Is there a fundamental distinction between natural and artificial? For two reasons, the answer increasingly looks to be no. First, the distinction seems to originate in a tradition that god created both nature and people, but with people occupying a special position outside of, and in a dominating position over, nature. Within this tradition, everything god created is natural, along with anything else engendered by processes in nature, whereas anything created by humans is somehow outside of nature, and thus artificial. If, however, people are merely one more fragment of nature, then their products are as natural as anything else. Second, although it has historically been easy to distinguish human products from natural products, this has become—and will likely continue to become—more and more difficult as our understanding of nature continues to improve and we are increasingly able to shape it at its most fundamental levels. Consider food flavorings. Both natural and artificial flavors may consist of identical molecules, with only their sources differing. Similarly, plants first evolved without human intervention, and then under general pressure from human selection, and now via pointed genetic modifications. Are these plants really becoming more artificial? They are still made out of the same chemical and biological ingredients as the original "natural" plants. When doctors influence stem cells to become organ cells, are the new cells natural or artificial? The body can't tell the difference. And nanotechnology now gives us the ability to shape both the living and physical worlds at the molecular level. The future seems likely to look more and more like this, where we will need to understand and shape an environment in which human and non-human effects are increasingly difficult to distinguish. Thus, even in these traditional domains, the distinction between natural and artificial appears to be heading towards the intellectual scrap heap, ineluctably leading to the same form of inherent intertwining between understanding and shaping across the traditional sciences that we have seen in computing since its inception.

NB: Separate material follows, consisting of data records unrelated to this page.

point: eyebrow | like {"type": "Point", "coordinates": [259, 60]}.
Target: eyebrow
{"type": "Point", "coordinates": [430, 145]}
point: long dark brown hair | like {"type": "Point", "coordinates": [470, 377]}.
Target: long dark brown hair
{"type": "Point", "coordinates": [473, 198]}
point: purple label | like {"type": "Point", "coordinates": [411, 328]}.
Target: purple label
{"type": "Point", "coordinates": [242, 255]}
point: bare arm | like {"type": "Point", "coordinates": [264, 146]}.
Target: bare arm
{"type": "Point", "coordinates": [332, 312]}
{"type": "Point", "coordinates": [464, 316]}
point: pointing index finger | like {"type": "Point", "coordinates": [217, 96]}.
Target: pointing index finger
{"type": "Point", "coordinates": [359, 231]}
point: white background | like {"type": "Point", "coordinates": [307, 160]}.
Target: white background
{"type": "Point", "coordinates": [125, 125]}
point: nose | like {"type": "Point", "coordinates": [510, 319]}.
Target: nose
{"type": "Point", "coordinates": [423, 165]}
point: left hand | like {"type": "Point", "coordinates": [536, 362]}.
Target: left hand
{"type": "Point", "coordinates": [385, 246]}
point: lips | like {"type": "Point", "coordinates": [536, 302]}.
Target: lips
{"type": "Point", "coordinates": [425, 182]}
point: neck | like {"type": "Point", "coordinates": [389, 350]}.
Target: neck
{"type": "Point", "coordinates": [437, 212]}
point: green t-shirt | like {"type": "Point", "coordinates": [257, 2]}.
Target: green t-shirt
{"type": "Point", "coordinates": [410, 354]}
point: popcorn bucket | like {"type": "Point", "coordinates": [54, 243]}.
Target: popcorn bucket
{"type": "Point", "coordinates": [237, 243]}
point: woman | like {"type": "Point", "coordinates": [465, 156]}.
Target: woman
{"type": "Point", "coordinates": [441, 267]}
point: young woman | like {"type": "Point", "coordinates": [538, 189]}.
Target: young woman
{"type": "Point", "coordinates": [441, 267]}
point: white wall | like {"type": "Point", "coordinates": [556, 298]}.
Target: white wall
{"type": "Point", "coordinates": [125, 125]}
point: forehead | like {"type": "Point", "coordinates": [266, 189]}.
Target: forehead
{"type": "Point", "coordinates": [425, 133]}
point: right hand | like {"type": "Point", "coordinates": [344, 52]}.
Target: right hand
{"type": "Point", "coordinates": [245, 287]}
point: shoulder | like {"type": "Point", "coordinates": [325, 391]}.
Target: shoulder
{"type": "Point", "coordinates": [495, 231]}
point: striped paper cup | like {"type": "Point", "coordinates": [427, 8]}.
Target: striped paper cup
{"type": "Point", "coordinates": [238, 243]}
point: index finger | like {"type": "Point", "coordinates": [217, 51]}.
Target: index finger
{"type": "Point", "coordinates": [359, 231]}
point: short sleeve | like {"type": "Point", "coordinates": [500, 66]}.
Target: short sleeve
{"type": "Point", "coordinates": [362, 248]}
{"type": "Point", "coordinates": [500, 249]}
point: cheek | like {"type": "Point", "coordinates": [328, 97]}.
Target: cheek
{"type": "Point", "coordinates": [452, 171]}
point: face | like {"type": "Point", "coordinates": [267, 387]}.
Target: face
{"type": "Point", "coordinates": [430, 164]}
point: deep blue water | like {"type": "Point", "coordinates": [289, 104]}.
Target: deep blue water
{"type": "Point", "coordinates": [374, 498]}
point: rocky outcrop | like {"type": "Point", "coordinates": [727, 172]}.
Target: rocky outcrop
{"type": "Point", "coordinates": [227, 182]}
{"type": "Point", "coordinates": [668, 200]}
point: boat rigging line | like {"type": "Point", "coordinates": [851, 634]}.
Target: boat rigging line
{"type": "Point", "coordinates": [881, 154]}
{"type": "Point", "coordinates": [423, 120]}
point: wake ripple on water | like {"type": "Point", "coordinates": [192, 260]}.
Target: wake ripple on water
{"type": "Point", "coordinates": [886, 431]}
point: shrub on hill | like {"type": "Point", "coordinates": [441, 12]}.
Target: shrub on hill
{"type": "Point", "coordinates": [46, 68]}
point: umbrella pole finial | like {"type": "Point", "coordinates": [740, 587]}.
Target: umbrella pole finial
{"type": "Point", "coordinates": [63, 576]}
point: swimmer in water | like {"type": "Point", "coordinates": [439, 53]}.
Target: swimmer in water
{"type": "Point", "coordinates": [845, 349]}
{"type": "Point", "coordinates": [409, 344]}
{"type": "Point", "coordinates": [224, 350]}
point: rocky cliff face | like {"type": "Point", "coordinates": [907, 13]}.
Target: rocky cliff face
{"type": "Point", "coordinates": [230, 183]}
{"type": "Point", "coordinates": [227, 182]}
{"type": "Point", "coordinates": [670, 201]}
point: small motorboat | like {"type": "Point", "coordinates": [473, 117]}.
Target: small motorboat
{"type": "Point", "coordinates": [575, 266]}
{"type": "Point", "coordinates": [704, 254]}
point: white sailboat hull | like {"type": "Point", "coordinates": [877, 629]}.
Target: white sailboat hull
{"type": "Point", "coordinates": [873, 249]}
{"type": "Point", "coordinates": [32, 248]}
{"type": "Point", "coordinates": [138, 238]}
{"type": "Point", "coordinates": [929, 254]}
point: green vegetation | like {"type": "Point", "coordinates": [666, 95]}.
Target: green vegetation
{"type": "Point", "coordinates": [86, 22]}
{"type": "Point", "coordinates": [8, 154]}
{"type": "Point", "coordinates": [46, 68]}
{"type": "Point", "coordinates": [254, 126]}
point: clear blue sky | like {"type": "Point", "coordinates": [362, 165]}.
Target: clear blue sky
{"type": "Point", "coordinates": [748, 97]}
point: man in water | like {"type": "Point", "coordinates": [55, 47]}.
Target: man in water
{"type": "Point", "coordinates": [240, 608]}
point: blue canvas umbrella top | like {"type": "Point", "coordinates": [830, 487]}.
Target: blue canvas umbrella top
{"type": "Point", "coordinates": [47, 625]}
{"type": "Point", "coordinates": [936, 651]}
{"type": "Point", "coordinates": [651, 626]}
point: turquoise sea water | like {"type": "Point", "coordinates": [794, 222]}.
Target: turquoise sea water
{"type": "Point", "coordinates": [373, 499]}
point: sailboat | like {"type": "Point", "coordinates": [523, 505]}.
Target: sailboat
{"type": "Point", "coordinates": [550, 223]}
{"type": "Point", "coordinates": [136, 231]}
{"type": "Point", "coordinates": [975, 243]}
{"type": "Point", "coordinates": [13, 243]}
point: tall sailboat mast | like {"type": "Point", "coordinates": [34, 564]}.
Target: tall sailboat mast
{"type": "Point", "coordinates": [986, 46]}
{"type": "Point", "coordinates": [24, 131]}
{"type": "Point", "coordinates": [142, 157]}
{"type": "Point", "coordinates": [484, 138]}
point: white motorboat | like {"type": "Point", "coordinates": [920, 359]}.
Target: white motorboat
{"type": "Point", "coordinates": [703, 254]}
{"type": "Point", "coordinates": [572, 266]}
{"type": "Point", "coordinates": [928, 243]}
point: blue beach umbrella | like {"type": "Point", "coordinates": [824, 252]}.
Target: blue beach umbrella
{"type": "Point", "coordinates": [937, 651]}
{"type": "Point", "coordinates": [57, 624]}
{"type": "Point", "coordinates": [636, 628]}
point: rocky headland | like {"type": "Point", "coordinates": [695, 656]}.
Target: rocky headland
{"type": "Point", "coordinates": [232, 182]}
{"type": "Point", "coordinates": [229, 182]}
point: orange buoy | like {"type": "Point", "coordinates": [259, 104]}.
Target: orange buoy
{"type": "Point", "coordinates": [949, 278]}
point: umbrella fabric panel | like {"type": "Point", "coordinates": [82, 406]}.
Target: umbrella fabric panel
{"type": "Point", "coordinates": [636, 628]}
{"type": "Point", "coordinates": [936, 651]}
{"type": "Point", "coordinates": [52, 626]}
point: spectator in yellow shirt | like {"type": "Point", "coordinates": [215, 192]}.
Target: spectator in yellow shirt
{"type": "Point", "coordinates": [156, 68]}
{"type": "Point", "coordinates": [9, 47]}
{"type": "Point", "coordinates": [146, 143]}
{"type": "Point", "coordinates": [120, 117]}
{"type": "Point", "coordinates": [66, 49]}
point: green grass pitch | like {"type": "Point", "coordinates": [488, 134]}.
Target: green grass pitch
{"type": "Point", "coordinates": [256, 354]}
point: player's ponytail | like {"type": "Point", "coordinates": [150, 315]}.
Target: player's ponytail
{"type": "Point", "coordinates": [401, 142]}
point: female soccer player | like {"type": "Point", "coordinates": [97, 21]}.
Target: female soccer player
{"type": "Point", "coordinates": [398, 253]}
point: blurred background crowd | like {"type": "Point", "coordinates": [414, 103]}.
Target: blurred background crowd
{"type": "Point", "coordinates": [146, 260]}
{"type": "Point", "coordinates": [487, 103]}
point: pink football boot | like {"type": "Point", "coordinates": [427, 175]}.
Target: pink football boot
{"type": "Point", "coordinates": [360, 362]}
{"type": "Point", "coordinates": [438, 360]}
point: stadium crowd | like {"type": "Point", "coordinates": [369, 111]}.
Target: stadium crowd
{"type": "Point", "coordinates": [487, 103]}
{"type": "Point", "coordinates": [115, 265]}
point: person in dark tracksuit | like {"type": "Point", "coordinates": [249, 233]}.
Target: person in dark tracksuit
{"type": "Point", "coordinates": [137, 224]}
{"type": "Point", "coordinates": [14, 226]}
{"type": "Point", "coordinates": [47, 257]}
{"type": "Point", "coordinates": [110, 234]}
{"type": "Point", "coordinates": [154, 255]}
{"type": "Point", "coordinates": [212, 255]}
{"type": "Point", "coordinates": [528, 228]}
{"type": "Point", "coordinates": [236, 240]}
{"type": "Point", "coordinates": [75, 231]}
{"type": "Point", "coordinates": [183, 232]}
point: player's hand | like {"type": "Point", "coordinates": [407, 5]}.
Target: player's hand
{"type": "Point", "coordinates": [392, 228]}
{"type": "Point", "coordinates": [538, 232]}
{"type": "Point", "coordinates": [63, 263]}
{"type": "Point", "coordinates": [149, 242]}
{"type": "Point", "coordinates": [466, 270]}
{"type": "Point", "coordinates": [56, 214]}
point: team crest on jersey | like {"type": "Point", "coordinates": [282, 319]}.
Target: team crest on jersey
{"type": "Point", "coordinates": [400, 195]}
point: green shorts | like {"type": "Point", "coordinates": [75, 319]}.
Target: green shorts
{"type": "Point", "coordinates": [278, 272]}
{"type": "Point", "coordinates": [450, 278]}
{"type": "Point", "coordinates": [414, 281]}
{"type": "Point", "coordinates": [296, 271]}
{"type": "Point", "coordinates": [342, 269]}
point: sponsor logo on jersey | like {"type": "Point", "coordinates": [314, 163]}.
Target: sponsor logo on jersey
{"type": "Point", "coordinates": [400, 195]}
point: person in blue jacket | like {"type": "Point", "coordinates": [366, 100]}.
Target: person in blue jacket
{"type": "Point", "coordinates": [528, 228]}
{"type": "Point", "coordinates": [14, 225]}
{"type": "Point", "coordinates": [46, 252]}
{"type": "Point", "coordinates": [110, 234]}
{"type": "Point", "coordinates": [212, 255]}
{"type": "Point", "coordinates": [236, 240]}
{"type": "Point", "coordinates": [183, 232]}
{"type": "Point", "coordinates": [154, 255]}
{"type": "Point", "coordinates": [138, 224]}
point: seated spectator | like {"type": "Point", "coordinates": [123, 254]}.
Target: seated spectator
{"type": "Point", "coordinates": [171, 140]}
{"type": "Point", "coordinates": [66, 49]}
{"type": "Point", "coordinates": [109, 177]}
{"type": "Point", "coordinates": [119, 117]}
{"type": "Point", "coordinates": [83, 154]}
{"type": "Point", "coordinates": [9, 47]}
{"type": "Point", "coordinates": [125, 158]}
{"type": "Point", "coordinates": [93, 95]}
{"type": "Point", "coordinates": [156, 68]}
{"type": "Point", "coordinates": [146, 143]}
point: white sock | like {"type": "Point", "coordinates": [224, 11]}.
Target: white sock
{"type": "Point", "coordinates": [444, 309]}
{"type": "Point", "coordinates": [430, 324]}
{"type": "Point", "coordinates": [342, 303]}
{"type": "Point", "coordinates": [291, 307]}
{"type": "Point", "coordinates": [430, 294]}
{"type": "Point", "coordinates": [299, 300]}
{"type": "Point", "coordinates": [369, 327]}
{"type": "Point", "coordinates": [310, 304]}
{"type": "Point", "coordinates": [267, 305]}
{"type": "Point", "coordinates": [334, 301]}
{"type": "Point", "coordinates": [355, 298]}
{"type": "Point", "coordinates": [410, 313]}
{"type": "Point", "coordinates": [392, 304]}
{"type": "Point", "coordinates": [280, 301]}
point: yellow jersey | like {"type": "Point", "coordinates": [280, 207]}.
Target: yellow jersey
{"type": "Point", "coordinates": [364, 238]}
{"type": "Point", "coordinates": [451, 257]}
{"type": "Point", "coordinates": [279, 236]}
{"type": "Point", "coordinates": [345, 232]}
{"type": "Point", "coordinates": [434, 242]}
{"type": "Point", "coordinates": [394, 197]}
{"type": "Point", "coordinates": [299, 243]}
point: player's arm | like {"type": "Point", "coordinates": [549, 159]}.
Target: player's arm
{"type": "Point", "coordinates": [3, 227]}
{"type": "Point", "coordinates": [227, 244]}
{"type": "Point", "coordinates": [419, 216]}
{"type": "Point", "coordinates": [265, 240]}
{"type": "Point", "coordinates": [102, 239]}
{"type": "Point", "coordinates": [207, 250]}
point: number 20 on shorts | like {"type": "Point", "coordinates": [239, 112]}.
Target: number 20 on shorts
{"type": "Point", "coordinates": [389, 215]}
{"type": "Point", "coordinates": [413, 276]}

In computing, this intertwining of understanding and shaping has actually been one of its greatest strengths rather than a weakness for which we should feel apologetic. It is a key factor in computing's astonishingly rapid development. The life and social sciences in particular have long suffered from their limited ability to shape their domains in conjunction with their understanding of them. As our ability to create and manipulate living and thinking systems continues to improve, the life and social sciences will have an increasing opportunity, and in fact an imperative, to embrace the intertwining of understanding and shaping that has so long been a major feature of computing. While people have long shaped the physical domain, even there our ability to manipulate it at its most fundamental levels is making a giant leap with the advent of nanotechnology.
We may have to wait until scientists from these other domains fully appreciate both the inevitability and the power of intertwining understanding and shaping in their own work and domains before we can hope to see a broader acceptance of what computing has been both confronting and leveraging since its inception. But this may not be too far in the future, as intertwining increasingly becomes the norm across the sciences. In the meantime, it may make sense to start moving away from a top-level division of human intellectual activities based on science versus engineering, and towards one founded on the four great scientific domains—the physical, life, social and computing sciences. Individual efforts, and perhaps even particular subdisciplines, may be distinguished by how much they focus on understanding versus shaping, but that is second order. Overall, the fully intertwined combination of understanding and shaping is the heart of science, and facilitates its rapid progress. With such a perspective, most of traditional engineering would naturally be merged with the physical sciences, medicine with the life sciences, and the professions of law, education and business with the social sciences.
Computing, as an intertwined great scientific domain, includes, not only computer science, but also computational science, computer engineering, software engineering, information technology, computational science, information science, information systems, information theory, and informatics. Given the centrality of information within this domain, one question that can be asked is whether the domain would more appropriately be called the information sciences. My answer, however, would be no, because information is merely the structural component of computing. By itself, information—as with all structure—is passive. Any domain focused too much on passive structures and too little on their interactions with active processes lacks the dynamic richness at the heart of all great scientific domains. There can, for example, be no significant role for experimentation in passive domains, leaving analytical methods as the only recourse. Information by itself, without the transformations central to making computing active, would be such a passive domain. The name computing sciences, emphasizing as it does the active nature of the domain, thus seems more appropriate than information sciences. Still, either way, the label is only of secondary importance at best. What really matters is the domain itself, its equality of status with the three preexisting great scientific domains, and its potential as a role model for these other domains as they increasingly intertwine understanding and shaping.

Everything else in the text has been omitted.